On master following processes are properly running
kube 5657 1 0 Mar15 ? 00:12:05 /usr/bin/kube-apiserver --logtostderr=true --v=0 --etcd-servers=http://centos-master:2379 --address=0.0.0.0 --port=8080 --kubelet-port=10250 --allow-privileged=false --service-cluster-ip-range=10.254.0.0/16
kube 5690 1 1 Mar15 ? 00:16:01 /usr/bin/kube-controller-manager --logtostderr=true --v=0 --master=http://centos-master:8080
kube 5723 1 0 Mar15 ? 00:02:23 /usr/bin/kube-scheduler --logtostderr=true --v=0 --master=http://centos-master:8080
So i still do not know what is missing.
I was having the same issue when I setting up the kubernetes with fedora following the steps on kubernetes.io.
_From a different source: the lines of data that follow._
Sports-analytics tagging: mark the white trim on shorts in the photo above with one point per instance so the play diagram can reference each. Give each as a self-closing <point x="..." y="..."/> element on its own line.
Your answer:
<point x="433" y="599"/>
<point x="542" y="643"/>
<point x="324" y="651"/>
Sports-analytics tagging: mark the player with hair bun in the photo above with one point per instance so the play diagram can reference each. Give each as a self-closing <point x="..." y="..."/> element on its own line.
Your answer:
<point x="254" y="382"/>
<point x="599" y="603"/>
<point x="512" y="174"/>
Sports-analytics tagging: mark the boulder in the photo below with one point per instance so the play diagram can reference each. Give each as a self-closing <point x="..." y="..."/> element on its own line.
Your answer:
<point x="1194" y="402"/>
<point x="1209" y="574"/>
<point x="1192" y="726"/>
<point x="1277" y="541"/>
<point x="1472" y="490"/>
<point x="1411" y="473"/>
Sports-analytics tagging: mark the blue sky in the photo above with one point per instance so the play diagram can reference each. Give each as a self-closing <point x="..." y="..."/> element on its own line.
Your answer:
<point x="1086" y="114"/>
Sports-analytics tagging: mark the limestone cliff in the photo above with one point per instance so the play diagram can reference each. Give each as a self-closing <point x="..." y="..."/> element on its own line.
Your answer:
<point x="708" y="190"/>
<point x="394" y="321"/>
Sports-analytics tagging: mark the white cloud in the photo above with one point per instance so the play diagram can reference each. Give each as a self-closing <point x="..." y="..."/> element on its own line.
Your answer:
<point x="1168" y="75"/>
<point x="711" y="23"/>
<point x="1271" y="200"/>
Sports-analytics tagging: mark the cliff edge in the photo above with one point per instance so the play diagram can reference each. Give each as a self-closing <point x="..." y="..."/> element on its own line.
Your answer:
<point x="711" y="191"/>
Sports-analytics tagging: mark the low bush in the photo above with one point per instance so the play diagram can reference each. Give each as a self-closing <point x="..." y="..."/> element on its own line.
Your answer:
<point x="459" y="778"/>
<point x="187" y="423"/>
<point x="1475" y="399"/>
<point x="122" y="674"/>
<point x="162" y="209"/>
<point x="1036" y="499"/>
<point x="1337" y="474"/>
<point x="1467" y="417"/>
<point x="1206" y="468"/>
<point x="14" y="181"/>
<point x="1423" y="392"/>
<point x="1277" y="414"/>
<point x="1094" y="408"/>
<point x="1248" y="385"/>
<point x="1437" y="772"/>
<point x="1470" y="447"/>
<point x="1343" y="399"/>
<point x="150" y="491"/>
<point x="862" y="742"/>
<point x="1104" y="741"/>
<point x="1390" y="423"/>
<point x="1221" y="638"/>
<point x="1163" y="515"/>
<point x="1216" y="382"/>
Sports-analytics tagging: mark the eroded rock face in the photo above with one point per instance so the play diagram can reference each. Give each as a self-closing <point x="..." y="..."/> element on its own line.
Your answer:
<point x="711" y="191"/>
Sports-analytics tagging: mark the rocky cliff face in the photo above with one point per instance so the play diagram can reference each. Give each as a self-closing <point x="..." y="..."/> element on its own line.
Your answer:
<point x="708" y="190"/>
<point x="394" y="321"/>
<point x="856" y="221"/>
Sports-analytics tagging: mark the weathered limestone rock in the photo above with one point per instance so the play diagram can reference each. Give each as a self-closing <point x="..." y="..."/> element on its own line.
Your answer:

In the tutorial, it's commenting out KUBELET_ARGS="--cgroup-driver=systemd" in node's /etc/kubernetes/kubelet, if you uncomment it, you will see the node status become ready.
Hope this help
rejoin the worker nodes to the master.
My install is on three physical machines. One master and two workers. All needed reboots.
you will need your join token, which you probably don't have:
sudo kubeadm token list
copy the TOKEN field data, the output looks like this (no, that's not my real one):
TOKEN
ow3v08ddddgmgzfkdkdkd7 18h 2018-07-30T12:39:53-05:00 authentication,signing The default bootstrap token generated by 'kubeadm init'. system:bootstrappers:kubeadm:default-node-token
THEN join the cluster here. Master node IP is the real IP address of your machine:
sudo kubeadm join --token <YOUR TOKEN HASH> <MASTER_NODE_IP>:6443 --discovery-token-unsafe-skip-ca-verification
Have to restart kubelet service in node (systemctl enable kubelet & systemctl restart kubelet). Then you can see your node is in "Ready" status.